Fine tuning also makes it harder to take advantage of base model updates. When GPT-4.5 comes out, if you've fine tuned on GPT-4, you'll be behind until you repeat your tuning process. However, if you're doing prompt composition, then you automatically can use GPT-4.5.

See Also

Case Study: Avoid Asking the LLM to do Something Deterministic

Consider an AI app that can ask a group of people when they're available to hang out, then find the mutual free times.

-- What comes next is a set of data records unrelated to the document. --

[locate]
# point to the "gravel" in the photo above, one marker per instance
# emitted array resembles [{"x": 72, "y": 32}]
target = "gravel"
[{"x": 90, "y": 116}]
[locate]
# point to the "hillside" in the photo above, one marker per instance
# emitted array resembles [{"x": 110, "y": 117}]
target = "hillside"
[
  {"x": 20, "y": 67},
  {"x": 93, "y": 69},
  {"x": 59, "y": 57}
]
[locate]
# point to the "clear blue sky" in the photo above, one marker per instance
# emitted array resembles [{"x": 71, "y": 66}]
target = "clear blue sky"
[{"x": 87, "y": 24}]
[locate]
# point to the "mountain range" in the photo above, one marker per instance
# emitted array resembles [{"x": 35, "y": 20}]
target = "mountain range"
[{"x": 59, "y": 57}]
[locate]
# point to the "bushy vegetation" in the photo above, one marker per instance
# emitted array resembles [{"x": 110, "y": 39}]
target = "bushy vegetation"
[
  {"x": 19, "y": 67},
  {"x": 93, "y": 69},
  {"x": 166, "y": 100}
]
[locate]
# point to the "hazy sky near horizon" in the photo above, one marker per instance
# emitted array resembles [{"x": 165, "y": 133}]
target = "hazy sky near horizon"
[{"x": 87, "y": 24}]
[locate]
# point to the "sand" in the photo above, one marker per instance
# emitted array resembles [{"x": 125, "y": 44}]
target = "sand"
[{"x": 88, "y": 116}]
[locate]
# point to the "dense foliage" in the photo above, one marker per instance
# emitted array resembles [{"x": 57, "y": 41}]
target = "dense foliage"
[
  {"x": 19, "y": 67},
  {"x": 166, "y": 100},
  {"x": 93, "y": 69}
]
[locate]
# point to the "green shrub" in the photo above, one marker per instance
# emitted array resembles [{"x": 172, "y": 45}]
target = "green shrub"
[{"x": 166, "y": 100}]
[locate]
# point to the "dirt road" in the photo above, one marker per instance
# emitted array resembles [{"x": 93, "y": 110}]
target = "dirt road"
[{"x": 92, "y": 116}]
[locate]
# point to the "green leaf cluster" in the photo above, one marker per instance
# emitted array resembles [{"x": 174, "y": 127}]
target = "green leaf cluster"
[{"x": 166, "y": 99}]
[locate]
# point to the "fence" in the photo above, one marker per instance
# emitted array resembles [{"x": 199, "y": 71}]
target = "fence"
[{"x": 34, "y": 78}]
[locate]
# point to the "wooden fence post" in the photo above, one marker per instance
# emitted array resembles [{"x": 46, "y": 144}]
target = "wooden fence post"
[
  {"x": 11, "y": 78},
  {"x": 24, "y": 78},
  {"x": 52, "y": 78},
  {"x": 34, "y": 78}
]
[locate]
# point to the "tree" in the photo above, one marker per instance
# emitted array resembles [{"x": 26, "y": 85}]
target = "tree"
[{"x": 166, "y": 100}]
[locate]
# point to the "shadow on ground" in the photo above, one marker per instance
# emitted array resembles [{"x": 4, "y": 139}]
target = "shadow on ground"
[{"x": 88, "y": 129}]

The AI will be great at asking people what their availability is. But you might be tempted to do the whole thing in AI, and also ask it to compute the mutual free time. That approach might look something like this:

<ChatCompletion>
<SystemMessage>You are a planning agent. The user will give you a list of free times. Respond with the time everyone is available</SystemMessage>
<UserMessage>
{availability.map(({person, times}) => <>{person}'s availability is: "{times}")}
{/* this would produce something like:
Alice's availability is "afternoons"
Bob's availability is "mornings"
Carol's availability is "any time between 2 and 9pm"
*/}
</UserMessage>
</ChatCompletion>

This very well may work in many cases. But computing an intersection of time spans is a deterministic task that traditional computing is very good at. So for a more reliable approach, we recommend:

interface PersonAvailability {
name: string;

/**
* A list of hours (0-23) in which the user is available.
*/
hoursAvailable: number[];
}

// Format the user's availability as a JSON object
const availability: PersonAvailability = await AI.createRenderContext().render(
<JsonOutput>
<ChatCompletion>
<SystemMessage>You are an English-to-JSON translator. The user will give you a list of people's availabilities.
Respond with an array of PersonAvailability objects, following this type:

interface PersonAvailability {'{'}
name: string;

/**
* A list of hours (0-23) in which the user is available.
*/
hoursAvailable: number[];
{'}'}
</SystemMessage>
<UserMessage>
{availability.map(({person, times}) => <>{person}'s availability is: "{times}")}
</UserMessage>
</ChatCompletion>
</JsonOutput>
)

Now we have availability as a nicely-structured JSON object, and can do deterministic computation on it to find our result. (Of course, this is the type of function that an AI would be very good at generating. But the ideal workflow is for you to generate it manually, inspect it, test it, then deploy it in your app, rather than asking the AI to do it on the spot.)